Dr. Thomas Sharpton, Assistant Professor
Research Interests: Microbiome Ecology, Evolution, and Function
Dr. Thomas Sharpton’s research is broadly directed towards ascertaining how commensal microbiota and their genomic characteristics (i.e., the microbiome) relate to health. His laboratory specializes in the development and application of high-throughput computational and statistical tools that characterize microbiome biology, and investigates how microbiomes are distributed across space, time, and host physiology. The Sharpton lab aims to develop testable hypotheses about how hosts and their microbiome interact, and strives to understand the evolutionary and ecological processes that influence community assembly, maintenance, and function within a host. Ultimately, this knowledge will be used to discover disease mechanisms, identify predicative and diagnostic biomarkers of disease, and develop tools to treat disease through manipulation of the microbiome. All of the data resources and software that his lab develops are freely available.

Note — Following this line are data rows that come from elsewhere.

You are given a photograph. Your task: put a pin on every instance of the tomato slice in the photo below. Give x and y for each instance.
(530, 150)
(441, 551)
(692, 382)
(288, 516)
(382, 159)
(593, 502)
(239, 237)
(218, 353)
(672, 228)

Dr. Sharpton has spent many years conducting bioinformatic investigations of host-microbe interactions. As a Ph.D. student at the University of California, Berkeley, he conducted comparative genomic investigations of pathogenic fungi to identify evolutionary and ecological processes that contribute to human disease. His postdoctoral research at the J. David Gladstone Institutes focused on the development and application of high-throughput computational procedures and data resources to characterize the diversity of microbiomes from metagenomic data. While there, he developed several novel bioinformatics algorithms and data resources (e.g., PhylOTU, the Sifting Families database, shotmap), which he has used to explore the diversity and function of various microbiomes, especially those associated with the global ocean and the human body.
Current research in the Sharpton lab includes the development of bioinformatics tools that improve the analysis of microbiome function, investigations into the relationship between gut microbiome diversity and inflammatory bowel disease, and characterization of the composition of the oral microbiome associated with ancient human populations (e.g., the Khoesan) to ascertain how humans and their microbiomes have coevolved.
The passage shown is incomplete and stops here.